GR Cup
- Category: One-make racing
- Country: Australia
- Inaugural season: 2016
- Constructors: Toyota
- Tyre suppliers: Dunlop
- Drivers' champion: Oliver Wickham

= GR Cup =

Motor racing championship in Australia

The GR Cup (previously known as the Toyota Gazoo Racing Australia 86 Series) is an Australian one-make motor racing competition for Toyota 86 cars. It is sanctioned by Motorsport Australia as an Authorised Series with Toyota Motor Corporation Australia Ltd appointed as the Category Manager.
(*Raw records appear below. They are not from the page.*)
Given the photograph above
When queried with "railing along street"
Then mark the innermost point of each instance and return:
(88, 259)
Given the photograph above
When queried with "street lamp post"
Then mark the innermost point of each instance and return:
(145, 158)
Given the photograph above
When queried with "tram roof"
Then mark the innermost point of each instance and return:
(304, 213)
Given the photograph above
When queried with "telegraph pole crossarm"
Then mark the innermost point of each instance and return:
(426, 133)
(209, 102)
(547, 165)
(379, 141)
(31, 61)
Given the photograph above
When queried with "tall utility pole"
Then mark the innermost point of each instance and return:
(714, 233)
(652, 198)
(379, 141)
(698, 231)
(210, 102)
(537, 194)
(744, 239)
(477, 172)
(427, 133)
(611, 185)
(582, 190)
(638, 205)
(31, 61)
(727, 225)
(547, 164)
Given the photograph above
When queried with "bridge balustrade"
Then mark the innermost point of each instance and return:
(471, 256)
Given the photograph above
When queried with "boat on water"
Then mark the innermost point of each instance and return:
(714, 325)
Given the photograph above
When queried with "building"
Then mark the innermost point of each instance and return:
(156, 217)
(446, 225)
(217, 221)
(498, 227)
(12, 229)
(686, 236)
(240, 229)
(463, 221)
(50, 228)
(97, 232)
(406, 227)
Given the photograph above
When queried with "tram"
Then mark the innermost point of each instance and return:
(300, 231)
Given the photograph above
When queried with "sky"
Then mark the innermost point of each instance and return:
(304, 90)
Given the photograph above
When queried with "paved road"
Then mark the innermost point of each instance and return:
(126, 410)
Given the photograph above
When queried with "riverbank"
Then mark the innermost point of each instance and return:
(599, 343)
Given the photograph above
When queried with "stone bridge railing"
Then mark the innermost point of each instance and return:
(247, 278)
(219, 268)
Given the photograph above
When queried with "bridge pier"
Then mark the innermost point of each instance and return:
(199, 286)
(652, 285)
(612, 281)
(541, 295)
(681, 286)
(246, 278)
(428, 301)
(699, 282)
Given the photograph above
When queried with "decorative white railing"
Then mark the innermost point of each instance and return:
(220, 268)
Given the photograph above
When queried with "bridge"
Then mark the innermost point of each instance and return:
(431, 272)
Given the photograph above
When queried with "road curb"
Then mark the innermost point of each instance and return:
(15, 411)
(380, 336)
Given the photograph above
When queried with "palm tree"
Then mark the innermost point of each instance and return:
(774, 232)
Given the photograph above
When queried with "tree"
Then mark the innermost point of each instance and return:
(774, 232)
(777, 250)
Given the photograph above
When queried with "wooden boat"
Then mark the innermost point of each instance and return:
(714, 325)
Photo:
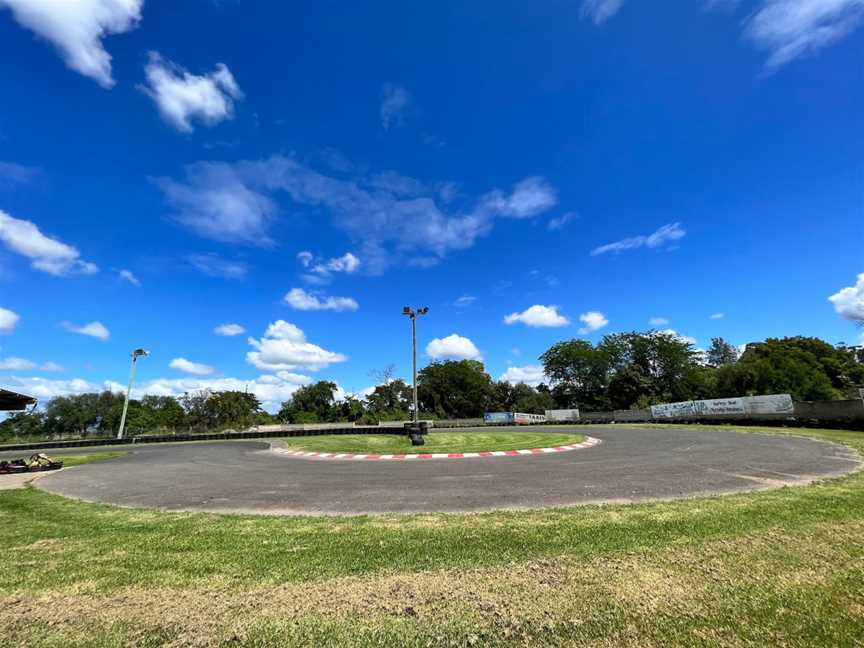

The series was first contested in 2016.

The cars used in the GR Cup was changed from the GT86 to the GR86 in 2024

The series has had many notable Supercars names come through, such as Will Brown, Broc Feeney, Cameron Hill, Declan Fraser and Jayden Ojeda.

==Series winners==
The series was cancelled in 2020, whilst not enough rounds were held to declare a champion in 2021.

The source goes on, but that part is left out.